Alex didn’t answer. That’s when my husband, Steven, walked in. “What’s going on?”
“Mom’s afraid she’s not going to be able drink from her water bottle while she’s driving.”
I was waving the newspaper at them. “According to this, if they pass this bill they can stop me if they think my head’s tipped back too far, finishing the last of my water.” I shook my head in disbelief. “You know, because my eyes will be off the road for a second.”
“They’re not going to stop you.” Steven reassured me. “That’s just the media exaggerating.”
“They’re not exaggerating.” I held up the paper as if it explained it all. “If I have a fender bender and they see an open bottle of water in my console they can say the fender bender happened because I was drinking water while I was driving.”
“If the accident happened because you were drinking, then they’d be right. You were distracted,” Steven argued.

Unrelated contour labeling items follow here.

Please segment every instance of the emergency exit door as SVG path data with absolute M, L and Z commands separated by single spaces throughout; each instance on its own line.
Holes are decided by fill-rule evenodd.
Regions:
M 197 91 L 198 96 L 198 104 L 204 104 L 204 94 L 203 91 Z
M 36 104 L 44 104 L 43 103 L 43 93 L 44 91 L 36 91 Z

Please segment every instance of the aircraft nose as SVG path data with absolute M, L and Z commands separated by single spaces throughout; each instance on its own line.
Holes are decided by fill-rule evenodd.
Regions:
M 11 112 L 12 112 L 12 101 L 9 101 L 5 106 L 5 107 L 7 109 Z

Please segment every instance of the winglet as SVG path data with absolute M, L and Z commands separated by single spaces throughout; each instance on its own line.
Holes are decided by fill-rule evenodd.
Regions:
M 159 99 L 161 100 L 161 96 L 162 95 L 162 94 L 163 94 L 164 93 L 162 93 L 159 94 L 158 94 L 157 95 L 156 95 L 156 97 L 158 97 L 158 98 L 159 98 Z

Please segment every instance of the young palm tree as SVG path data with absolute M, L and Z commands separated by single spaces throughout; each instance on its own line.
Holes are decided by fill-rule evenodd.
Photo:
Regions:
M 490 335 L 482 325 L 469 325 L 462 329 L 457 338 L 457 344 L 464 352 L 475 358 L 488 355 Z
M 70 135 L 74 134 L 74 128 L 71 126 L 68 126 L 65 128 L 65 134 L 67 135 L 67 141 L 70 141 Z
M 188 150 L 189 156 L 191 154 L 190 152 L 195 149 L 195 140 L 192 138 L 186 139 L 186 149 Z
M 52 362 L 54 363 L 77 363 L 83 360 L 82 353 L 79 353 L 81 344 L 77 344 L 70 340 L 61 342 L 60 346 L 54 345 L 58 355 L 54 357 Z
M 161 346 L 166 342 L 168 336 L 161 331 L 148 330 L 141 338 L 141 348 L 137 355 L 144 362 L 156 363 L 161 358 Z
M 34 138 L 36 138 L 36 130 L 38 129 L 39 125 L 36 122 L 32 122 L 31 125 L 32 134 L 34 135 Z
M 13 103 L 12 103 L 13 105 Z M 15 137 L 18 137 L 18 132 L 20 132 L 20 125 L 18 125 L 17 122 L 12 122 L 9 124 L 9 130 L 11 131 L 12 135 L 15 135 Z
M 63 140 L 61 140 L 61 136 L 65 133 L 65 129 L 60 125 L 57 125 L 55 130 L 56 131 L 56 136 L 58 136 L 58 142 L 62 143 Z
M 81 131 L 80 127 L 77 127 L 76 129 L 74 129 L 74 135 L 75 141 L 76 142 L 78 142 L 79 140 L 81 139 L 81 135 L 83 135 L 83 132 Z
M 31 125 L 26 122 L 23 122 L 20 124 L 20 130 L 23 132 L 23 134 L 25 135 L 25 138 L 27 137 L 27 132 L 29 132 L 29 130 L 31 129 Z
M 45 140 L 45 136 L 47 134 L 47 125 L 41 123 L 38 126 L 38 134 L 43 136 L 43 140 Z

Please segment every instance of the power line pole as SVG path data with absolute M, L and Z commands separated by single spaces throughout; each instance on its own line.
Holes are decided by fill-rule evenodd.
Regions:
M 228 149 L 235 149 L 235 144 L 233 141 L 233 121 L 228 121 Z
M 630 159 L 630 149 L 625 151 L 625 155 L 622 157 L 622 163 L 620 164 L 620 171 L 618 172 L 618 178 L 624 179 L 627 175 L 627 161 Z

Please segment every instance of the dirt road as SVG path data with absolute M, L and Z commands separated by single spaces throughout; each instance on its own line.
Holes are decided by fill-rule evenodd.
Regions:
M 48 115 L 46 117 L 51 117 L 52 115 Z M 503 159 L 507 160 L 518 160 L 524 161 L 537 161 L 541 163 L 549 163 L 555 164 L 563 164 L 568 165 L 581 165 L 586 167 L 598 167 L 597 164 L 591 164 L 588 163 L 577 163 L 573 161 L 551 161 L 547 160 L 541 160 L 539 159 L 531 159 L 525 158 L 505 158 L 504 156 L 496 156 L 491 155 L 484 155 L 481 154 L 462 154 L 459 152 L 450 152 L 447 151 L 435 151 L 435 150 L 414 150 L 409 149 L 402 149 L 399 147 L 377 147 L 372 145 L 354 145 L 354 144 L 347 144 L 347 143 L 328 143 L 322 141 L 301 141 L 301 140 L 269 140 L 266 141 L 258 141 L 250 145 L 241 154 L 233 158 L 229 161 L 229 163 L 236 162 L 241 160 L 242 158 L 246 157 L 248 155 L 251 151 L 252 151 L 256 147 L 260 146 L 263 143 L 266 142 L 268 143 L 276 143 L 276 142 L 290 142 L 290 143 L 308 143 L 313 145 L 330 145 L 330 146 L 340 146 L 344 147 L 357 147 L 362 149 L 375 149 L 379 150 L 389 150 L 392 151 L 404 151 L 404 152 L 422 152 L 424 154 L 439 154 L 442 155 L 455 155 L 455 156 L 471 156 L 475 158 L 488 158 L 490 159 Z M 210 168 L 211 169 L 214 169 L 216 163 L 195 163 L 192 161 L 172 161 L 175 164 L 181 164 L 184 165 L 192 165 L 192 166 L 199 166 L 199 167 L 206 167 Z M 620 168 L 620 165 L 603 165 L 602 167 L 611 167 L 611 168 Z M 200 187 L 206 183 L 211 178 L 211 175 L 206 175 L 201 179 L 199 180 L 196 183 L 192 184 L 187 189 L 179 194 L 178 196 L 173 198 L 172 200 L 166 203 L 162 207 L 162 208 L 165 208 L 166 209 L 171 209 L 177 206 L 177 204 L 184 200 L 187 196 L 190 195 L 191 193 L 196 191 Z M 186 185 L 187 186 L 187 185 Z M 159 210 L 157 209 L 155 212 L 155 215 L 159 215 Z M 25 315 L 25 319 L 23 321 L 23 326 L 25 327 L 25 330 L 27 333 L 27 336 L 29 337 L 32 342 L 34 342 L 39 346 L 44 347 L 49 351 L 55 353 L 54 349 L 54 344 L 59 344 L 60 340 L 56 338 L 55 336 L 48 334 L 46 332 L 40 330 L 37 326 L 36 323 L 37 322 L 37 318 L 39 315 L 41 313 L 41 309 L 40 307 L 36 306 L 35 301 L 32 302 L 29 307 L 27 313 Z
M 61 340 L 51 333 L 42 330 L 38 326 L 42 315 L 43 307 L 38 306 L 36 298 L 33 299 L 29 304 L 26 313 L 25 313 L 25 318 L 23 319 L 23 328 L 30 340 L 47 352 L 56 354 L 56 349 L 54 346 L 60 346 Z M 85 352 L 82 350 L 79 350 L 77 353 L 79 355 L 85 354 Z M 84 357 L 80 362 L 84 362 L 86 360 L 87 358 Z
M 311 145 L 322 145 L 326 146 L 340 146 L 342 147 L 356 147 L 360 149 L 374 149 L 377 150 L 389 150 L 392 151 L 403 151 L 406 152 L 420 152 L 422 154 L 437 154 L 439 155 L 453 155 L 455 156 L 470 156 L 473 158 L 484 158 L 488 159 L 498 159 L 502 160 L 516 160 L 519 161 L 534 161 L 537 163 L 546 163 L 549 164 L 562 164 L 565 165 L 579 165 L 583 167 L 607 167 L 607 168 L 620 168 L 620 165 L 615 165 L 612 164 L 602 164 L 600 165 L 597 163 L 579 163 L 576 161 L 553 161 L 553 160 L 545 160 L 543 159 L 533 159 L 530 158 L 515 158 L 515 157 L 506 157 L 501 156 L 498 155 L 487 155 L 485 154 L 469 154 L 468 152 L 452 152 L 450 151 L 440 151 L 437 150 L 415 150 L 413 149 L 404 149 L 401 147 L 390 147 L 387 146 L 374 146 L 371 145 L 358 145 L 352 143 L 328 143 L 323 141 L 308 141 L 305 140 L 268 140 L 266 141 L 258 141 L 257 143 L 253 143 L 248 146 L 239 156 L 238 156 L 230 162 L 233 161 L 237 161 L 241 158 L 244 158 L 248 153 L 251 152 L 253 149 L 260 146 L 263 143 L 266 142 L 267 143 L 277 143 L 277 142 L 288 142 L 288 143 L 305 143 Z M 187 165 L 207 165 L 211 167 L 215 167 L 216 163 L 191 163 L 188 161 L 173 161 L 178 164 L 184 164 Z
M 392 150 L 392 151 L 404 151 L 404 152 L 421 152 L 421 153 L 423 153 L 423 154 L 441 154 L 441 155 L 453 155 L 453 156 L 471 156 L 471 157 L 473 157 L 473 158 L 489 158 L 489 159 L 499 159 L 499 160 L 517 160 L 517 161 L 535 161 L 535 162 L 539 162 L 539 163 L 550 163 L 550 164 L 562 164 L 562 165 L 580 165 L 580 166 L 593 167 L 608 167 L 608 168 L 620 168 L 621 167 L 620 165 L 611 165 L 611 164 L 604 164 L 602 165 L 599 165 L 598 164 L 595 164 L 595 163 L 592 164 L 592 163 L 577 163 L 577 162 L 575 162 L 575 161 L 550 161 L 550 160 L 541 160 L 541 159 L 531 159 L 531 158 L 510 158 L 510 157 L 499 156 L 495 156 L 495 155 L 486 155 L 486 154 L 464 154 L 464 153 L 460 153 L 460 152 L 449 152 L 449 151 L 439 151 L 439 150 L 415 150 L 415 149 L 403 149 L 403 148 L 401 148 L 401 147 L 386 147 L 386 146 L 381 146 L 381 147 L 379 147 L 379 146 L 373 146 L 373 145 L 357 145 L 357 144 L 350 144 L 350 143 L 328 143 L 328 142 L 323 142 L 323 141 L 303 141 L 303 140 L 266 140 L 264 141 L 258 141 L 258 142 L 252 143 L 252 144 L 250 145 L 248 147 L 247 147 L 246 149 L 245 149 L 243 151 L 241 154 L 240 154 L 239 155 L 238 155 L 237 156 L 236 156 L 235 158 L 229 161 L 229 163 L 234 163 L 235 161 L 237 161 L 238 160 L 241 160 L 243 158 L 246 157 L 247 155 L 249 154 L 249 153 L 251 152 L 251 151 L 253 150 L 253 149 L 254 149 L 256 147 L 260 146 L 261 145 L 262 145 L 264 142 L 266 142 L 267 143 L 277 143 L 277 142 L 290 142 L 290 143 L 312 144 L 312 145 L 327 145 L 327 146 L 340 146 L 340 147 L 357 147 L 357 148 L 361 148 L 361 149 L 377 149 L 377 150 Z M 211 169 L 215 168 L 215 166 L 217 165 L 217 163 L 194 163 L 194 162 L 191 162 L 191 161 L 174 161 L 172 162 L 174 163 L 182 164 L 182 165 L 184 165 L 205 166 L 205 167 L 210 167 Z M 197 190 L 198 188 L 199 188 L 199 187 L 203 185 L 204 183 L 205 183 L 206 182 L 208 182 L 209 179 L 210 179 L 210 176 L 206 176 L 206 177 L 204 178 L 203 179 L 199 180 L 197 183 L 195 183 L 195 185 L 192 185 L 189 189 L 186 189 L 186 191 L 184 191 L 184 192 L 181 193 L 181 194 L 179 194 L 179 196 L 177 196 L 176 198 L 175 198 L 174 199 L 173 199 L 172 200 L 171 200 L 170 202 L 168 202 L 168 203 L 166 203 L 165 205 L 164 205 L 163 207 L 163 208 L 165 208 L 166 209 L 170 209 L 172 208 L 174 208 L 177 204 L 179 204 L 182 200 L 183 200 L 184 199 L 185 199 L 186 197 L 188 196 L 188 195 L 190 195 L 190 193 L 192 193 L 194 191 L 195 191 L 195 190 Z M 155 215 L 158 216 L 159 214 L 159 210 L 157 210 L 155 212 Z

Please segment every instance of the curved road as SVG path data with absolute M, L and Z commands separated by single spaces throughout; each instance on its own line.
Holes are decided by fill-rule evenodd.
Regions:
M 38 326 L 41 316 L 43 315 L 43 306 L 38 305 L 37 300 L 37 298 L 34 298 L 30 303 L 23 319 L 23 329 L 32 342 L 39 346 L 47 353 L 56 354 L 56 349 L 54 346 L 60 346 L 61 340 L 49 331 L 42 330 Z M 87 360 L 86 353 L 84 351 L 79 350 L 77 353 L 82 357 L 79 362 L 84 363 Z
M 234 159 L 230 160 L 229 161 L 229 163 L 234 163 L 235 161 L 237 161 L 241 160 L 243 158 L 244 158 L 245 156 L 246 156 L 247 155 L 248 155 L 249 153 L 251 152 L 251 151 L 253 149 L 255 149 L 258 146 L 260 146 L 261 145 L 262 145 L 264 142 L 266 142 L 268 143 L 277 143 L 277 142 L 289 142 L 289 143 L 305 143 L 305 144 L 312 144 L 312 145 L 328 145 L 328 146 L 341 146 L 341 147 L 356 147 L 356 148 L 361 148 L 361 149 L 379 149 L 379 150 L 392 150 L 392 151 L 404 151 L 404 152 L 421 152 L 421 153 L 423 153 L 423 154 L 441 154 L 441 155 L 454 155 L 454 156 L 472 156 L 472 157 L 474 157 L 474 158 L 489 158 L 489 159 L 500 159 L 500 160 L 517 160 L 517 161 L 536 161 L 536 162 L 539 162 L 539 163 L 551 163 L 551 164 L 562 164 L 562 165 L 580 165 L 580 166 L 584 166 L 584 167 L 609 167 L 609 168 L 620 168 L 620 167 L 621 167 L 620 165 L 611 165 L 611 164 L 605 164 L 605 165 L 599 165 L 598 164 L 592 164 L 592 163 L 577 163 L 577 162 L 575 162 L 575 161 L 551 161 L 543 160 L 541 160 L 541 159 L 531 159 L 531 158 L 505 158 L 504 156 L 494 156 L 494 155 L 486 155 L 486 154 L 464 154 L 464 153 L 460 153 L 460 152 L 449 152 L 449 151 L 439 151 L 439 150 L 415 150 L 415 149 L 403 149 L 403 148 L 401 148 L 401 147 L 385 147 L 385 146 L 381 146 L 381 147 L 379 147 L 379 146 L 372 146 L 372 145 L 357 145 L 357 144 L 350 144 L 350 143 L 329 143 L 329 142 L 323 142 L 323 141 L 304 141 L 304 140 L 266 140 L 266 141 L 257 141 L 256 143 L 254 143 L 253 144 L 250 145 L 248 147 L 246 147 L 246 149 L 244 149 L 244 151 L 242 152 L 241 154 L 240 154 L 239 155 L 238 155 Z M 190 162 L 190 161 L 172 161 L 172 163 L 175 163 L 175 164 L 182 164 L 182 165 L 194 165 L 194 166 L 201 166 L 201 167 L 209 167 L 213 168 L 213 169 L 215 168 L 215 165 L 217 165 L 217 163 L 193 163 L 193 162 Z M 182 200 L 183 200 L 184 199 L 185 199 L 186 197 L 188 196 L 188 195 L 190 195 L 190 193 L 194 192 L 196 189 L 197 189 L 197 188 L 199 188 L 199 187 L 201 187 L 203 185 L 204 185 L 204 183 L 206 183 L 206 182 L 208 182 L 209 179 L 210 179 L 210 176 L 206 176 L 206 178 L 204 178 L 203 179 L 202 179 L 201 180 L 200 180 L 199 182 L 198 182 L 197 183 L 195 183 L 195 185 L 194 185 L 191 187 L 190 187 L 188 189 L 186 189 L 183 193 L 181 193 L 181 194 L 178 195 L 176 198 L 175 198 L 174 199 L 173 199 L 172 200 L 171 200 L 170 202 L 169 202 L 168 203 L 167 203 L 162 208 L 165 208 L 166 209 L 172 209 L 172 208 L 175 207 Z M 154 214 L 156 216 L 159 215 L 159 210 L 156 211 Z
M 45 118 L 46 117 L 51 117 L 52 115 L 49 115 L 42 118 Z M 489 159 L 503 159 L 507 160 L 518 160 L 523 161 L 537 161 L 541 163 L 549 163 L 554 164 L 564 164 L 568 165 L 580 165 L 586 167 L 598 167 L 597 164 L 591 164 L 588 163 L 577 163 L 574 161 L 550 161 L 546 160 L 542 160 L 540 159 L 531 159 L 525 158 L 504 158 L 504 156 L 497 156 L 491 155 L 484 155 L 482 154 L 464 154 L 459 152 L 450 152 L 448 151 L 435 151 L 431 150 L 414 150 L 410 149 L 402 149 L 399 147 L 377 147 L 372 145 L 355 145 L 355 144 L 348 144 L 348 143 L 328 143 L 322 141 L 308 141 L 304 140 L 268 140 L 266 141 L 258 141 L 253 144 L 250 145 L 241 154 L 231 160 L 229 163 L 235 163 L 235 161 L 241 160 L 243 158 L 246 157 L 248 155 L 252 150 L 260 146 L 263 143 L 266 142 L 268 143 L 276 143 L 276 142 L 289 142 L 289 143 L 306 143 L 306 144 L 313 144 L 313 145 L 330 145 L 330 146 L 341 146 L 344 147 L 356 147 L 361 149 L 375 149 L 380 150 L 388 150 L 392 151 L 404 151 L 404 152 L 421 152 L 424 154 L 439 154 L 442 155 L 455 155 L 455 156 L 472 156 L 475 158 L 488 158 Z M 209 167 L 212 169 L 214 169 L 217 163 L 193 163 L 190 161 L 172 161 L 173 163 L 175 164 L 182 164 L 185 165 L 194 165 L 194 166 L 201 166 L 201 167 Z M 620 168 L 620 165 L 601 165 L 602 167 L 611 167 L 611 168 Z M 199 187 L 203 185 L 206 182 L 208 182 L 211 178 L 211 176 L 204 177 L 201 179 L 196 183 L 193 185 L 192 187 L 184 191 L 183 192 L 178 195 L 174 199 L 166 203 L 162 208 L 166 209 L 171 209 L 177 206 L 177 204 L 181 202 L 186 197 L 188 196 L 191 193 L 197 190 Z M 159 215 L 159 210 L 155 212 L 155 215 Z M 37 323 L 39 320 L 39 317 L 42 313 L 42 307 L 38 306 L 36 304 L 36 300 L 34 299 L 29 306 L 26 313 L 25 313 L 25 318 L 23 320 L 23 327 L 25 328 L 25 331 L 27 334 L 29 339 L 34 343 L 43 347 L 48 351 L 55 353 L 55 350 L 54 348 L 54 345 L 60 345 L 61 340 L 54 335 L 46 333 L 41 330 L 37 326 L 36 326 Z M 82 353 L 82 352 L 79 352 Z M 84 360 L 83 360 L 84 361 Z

“Oh, come on! Whose side are you on?” I cried. “You know what’s really distracting?”
Steven and Alex looked at each other, afraid to answer.
“I’ll tell you what’s distracting!” I tucked the paper under my arm and went over to the cabinet to get a bottle of water. “Two kids strapped in car seats behind you arguing about where we’re going to eat that night, McDonald’s or Burger King!” I looked over at Alex. “Now that’s distracting!”
Alex looked over at his dad. “Wow, that happened like 20 years ago.”
“And I still remember it like it was yesterday,” I said, opening the bottle of water to take a sip. “I almost hit a curb trying to break up that argument.” I looked at Steven. “So you think maybe the law will include driving with kids in the back seat?”
Steven and Alex just looked at one another.
“Well ...” I said.
“I’m sure the bill will get amended before it goes through,” Steven said as he took the newspaper from me.
“It better!” I took another sip of water. “They treat us like idiots!”
As they were both leaving the kitchen I could hear Alex whispering, “Wow, you threaten to take her water bottles away when she drives and she goes nuts.”
“You don’t even know the half of it,” Steven whispered back.
Kathy Miele lives in Eatontown, N.J.